Technical Writer Supervisor
Today Lonza is a global leader in life sciences. We are more than 15,000 employees in more than 100 locations around the world. While we work in science, there’s no magic formula to how we do it. Our greatest scientific solution is talented people working together, devising ideas that help businesses to help people. In exchange, we let our people own their careers. Their ideas, big and small, genuinely improve the world. And that’s the kind of work we want to be part of.
Technical Writer Supervisor is responsible for the following:
- Development and/ or revision of Master Batch Records (MBRs) and/or Electronic Batch Record (eBR) and other current Good Manufacturing Practice (cGMP) documents e.g. Standard Operating Procedures (SOPs), Work Instructions (WIs) used in the execution of manufacturing processes and/or operations here onsite.
- Performing deviation investigation and documenting the process and the outcome of the investigation. This includes but not limited to root cause analysis, appropriate Corrective and Preventive Actions (CAPAs) definition and product impact assessment.

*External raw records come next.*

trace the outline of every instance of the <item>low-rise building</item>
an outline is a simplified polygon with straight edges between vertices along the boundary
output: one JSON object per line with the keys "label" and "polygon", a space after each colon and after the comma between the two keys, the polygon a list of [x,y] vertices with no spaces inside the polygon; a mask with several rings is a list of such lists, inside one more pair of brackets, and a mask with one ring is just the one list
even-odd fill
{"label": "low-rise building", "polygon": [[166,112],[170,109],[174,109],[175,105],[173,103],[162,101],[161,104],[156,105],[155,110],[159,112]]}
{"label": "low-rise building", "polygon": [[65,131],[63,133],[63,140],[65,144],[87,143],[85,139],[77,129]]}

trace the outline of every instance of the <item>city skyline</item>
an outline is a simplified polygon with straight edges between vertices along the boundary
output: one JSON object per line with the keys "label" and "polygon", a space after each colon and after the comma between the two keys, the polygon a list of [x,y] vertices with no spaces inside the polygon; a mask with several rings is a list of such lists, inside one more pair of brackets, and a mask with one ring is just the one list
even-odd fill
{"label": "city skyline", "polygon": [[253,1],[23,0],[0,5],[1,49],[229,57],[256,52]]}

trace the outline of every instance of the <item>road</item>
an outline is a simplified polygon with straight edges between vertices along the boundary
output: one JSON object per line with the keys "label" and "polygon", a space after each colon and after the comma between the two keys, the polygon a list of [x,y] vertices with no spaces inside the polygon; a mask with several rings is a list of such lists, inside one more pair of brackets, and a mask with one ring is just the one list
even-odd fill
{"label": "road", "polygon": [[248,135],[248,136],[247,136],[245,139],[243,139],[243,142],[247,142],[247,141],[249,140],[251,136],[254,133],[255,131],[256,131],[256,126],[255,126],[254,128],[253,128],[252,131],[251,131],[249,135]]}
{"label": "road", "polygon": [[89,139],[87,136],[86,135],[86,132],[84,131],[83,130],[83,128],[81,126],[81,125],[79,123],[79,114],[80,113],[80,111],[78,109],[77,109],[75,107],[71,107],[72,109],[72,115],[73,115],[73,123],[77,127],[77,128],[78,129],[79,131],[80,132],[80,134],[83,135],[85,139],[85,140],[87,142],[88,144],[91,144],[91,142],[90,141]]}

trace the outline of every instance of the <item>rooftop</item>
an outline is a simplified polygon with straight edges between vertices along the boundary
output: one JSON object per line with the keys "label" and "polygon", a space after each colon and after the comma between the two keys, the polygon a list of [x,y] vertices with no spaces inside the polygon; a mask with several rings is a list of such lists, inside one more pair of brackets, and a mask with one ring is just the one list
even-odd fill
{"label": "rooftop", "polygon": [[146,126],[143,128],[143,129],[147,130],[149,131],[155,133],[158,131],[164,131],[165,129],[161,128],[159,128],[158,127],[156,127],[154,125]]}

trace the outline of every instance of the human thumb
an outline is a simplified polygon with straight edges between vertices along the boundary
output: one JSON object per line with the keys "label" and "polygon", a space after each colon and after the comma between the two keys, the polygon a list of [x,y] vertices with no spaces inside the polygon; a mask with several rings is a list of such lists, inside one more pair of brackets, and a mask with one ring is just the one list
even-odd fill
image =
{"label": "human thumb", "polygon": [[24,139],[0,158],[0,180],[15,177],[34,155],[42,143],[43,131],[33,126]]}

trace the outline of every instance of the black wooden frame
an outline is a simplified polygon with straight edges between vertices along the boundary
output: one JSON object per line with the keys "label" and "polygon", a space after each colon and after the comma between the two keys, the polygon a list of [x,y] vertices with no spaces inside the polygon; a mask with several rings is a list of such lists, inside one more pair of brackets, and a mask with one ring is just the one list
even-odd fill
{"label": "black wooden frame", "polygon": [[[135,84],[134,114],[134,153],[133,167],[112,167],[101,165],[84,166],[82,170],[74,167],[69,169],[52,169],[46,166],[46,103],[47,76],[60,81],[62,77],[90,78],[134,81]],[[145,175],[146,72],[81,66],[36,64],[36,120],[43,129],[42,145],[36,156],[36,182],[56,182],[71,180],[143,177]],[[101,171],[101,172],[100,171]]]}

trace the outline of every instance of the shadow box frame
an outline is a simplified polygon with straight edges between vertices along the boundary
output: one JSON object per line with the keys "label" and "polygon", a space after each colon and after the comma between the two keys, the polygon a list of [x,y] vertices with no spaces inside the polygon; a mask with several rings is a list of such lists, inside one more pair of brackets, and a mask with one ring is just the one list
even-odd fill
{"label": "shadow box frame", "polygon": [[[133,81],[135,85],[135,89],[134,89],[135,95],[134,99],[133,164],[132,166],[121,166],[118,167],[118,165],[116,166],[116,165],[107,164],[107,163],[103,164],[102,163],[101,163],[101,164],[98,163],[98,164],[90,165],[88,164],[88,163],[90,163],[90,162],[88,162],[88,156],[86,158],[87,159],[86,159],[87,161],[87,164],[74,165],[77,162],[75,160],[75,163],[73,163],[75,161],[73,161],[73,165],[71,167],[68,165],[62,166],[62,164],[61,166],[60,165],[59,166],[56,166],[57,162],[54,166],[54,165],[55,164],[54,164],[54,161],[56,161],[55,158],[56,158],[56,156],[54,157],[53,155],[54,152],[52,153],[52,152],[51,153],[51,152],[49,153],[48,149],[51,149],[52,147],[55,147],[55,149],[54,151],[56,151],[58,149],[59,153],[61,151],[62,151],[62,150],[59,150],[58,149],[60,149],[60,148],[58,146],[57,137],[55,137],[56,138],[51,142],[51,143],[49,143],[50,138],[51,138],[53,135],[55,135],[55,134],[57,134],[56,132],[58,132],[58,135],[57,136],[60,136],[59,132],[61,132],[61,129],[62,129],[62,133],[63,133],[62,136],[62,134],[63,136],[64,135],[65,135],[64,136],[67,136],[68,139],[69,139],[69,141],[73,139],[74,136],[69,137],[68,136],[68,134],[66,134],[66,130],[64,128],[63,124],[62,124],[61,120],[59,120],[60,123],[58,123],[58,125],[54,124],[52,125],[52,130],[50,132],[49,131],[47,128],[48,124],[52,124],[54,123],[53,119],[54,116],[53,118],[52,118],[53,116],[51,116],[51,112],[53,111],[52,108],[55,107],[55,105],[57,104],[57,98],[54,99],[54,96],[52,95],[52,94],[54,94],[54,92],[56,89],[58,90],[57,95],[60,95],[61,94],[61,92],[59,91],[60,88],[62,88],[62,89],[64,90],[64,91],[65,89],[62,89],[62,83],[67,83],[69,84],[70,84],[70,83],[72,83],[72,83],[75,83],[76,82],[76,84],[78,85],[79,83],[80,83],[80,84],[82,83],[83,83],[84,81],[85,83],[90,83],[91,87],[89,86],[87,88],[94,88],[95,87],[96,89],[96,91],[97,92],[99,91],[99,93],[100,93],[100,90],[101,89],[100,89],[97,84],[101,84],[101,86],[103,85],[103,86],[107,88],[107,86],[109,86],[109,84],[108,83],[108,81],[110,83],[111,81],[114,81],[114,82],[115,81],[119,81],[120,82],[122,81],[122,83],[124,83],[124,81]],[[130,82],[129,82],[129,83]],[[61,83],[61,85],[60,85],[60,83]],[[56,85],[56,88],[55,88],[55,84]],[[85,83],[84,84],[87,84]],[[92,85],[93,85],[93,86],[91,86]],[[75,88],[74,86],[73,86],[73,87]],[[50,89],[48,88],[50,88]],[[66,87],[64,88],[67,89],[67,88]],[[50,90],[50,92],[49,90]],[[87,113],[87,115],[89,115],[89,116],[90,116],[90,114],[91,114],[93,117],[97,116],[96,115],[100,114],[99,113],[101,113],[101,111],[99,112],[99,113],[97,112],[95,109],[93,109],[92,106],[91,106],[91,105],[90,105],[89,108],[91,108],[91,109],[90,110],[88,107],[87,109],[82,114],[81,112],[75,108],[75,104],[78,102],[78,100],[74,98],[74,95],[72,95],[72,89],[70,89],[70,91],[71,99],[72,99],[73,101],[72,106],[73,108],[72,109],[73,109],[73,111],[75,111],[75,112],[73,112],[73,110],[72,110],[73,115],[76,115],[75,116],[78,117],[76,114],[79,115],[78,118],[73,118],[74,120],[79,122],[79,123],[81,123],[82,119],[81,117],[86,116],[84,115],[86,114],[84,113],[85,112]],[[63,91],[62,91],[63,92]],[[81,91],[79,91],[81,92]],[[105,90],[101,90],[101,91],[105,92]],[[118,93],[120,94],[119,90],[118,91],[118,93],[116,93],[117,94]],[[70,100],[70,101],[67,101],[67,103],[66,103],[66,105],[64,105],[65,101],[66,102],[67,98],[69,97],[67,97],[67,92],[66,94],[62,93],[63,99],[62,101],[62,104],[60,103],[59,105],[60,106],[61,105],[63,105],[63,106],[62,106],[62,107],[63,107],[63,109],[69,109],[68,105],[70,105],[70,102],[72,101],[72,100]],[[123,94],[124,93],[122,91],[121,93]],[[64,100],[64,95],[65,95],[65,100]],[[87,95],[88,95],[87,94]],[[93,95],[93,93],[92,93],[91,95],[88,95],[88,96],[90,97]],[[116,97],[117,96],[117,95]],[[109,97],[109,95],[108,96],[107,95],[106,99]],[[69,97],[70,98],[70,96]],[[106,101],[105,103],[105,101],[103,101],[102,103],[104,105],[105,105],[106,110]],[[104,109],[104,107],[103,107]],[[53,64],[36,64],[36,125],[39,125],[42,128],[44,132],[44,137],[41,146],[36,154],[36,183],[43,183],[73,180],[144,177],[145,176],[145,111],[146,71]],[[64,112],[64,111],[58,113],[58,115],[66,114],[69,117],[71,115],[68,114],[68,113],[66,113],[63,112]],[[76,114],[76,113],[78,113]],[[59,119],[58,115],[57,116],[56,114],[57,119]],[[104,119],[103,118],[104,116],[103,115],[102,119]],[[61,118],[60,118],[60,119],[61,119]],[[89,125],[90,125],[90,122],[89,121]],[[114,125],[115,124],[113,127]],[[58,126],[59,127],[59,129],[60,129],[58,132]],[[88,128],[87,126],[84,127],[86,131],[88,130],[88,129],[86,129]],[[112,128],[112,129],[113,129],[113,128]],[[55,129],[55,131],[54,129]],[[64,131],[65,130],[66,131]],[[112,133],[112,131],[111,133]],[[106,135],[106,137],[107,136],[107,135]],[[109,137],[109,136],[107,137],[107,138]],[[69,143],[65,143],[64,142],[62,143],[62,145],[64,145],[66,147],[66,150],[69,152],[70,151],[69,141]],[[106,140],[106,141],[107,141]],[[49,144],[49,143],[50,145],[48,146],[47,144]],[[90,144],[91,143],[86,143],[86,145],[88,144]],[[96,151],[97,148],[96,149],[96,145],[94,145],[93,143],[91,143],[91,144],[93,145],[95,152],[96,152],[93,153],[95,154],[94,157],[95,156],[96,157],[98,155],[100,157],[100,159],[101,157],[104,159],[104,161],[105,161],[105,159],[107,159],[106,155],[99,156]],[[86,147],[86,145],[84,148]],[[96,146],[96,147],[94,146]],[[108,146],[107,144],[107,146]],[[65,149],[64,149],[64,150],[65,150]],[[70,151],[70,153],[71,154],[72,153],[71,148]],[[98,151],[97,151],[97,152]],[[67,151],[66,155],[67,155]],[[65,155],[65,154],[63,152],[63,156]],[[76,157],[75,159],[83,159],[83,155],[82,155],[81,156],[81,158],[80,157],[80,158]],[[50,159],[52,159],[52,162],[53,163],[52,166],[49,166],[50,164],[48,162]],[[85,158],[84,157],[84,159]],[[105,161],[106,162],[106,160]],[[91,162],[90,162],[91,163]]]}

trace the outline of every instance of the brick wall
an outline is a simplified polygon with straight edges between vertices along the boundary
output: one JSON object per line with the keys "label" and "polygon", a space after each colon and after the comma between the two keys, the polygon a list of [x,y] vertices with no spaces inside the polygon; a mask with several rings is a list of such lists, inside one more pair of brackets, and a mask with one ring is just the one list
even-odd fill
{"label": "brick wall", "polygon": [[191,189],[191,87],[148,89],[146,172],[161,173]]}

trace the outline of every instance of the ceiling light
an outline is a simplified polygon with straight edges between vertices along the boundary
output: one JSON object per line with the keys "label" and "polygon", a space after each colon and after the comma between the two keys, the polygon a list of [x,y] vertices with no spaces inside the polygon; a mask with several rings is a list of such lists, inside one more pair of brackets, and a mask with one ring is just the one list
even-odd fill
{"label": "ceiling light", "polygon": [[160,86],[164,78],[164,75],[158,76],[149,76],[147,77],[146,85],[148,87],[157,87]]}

- Design and develop new paper record Master Batch Record (MBR), using existing MBR templates, in support of Technology Transfers
- Design and develop new Electronic Batch Record (eBR), utilizing the knowledge of know how to create, test and launch eBR in the system for execution
- Maintain currency of MBRs/eBRs for existing customers
- Write and edit technical information/ instructions in a manner to ensure content is factual and accurate
- Collaborate closely with relevant SMEs from various disciplines on documentation requirements
- Manage the lifecycle of MBRs/eBRs including, but not limited to creation, review, revision and approval of MBRs/eBRs on product campaign basis
- Communicate actively to address customers’ comments and to clarify customers’ queries with respect to MBRs/eBR
- Deliver MBRs/eBRs with strict adherence to the production schedule
- Provide assessments and insights to Change Requests from technical writer perspective
- The completion of a deviation report includes but not limited to root cause analysis utilizing standard methodologies e.g. 5-Whys, Ishigawa Diagrams, Failure Mode, Effect and Cause Analysis (FMECA), product/ quality impact assessment/ justification and design of appropriate CAPA(s) with effectiveness checks, where required
- Lead investigation by facilitating discussions with relevant SMEs from all departments in the course of deviation investigation
- Coordinate and collaborate cross-functionally to achieve completion of an investigation and the design of appropriate CAPA(s)
- Interact with customers in the form of face-to-face meetings and/ or teleconferences to communicate investigation findings/ outcomes to the customer
- Present the output from an investigation in the form of a deviation report and ensure the information populated in the deviation report, in particular the most probable root cause, impacted and associated lots is factual and accurate
- Prepare and own storyboards for identified deviations to facilitate customer and regulatory audits
- Participate in customer and regulatory audits to present and walk auditors through the deviation investigation
- Involve in preparation of deviation metrics, to identify trends and work with Supervisor/ Manager to put in place measures to improve deviation life cycle, deviations reduction and any other areas of improvement
- Lead and perform detailed and thorough investigation for deviations, non-conformities and/ or abnormalities which occur on manufacturing floors
- Ensure timely investigation and closure of all deviation reports in support of lot disposition.
- Provide continued motivational and team building atmosphere. Assist Manufacturing management in the definition, development and provision of career progression paths for individuals
- Carry out performance reviews and recommend advancements for team members where reasonable
- Responsible for staffing, training and retaining energized, motivated, team oriented staffs
- Responsible for continuous learning, development and advancement of staffs
- Assume accountability on recognition and disciplinary responsibility for all team members
- Any other duties as assigned by your Manager
- BS in Engineering (Chemical/ Biochemical) or Science (Biochemistry/ Chemistry/ Microbiology) related disciplines preferred
- Work experience in a cGMP regulated environment and prior technical knowledge in biopharmaceutical processing will be an advantage
- Strong technical communication and writing skills
- Excellent oral presentation skills, exhibit strong command of English and Chinese both in writing and oral.
- Effective interaction skills with MSAT, MFG, QA, VAL, QC, ENG, customers and auditors
- Strong proficiency in standard Microsoft Office applications e.g. MS Word and MS PowerPoint
- Track record in completing projects under tight timelines
- Ability to quickly grasp and translate complex technical concepts to comprehensible instructional texts
- Ability to influence peers and teams with no direct reporting lines
Every day, Lonza's products and services have a positive impact on millions of people. For us, this is not only a great privilege, but also a great responsibility. How we achieve our business results is just as important as the achievements themselves. At Lonza, we respect and protect our people and our environment. Any success we achieve is no success at all if not achieved ethically.
People come to Lonza for the challenge and creativity of solving complex problems and developing new ideas in life sciences. In return, we offer the satisfaction that comes with improving lives all around the world. The satisfaction that comes with making a meaningful difference.